If you are a Western leftist, you have a great deal to contribute. Your understanding, empathy, solidarity, and support matter deeply. I believe we all need to genuinely listen to the Iranian left and the working class on the front lines of struggle inside the country. In the West, there is much work to be done: confronting the US and other imperialist governments, opposing the Israeli regime, and resisting any form of intervention are crucial. However, undermining the Iranian people’s legitimate struggle for justice, freedom, equality, and a better life is counterproductive. It only fuels the regime’s repression and provides justification for Western intervention.
We must also be clear that this struggle did not begin recently. It has continued since the very establishment of the capitalist Islamic Republic. Every few years, uprisings have erupted, usually followed by mass arrests, executions, and imprisonment. As the Tehran Bus Workers’ Syndicate stated in a recent statement:
“From Dey 1396 (January 2018) to Aban 1398 (November 2019) and Shahrivar 1401 (September 2022), the oppressed people of Iran have repeatedly taken to the streets to demonstrate that they reject the prevailing economic and political relations and the structures built on exploitation and inequality. These movements have emerged not to restore the past, but to build a future free from the domination of capital – a future grounded in freedom, equality, social justice, and human dignity… We have stated repeatedly – and we reiterate once again – that the path to liberation for workers and the oppressed does not lie in imposing leaders from above, nor in reliance on foreign powers, nor through factions within the ruling establishment. Rather, it lies in unity, solidarity, and the creation of independent organizations in workplaces, communities, and at the national level. We must not allow ourselves to once again become victims of power struggles and the interests of the ruling classes.”

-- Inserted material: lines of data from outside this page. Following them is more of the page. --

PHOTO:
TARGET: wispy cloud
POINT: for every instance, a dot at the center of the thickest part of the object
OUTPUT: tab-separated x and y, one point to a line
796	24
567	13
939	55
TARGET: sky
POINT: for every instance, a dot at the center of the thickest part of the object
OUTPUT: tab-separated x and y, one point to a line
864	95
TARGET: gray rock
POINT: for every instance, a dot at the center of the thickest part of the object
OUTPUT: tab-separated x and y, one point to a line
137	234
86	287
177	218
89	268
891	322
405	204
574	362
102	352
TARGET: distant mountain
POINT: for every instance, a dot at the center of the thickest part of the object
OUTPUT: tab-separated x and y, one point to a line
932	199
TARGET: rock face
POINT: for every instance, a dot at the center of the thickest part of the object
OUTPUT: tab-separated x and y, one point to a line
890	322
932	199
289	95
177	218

We must forcefully push back against any hijacking of people’s struggles by right-wing forces. This is not a fight to return to monarchy or any other form of authoritarianism. If people in Iran wanted US or Israeli bombing, they would have staged mass protests during the Israeli and American bombing of Iran in June. No such protests occurred because the vast majority of people know well that US and Israeli intervention would bring only disaster – not real peace or freedom.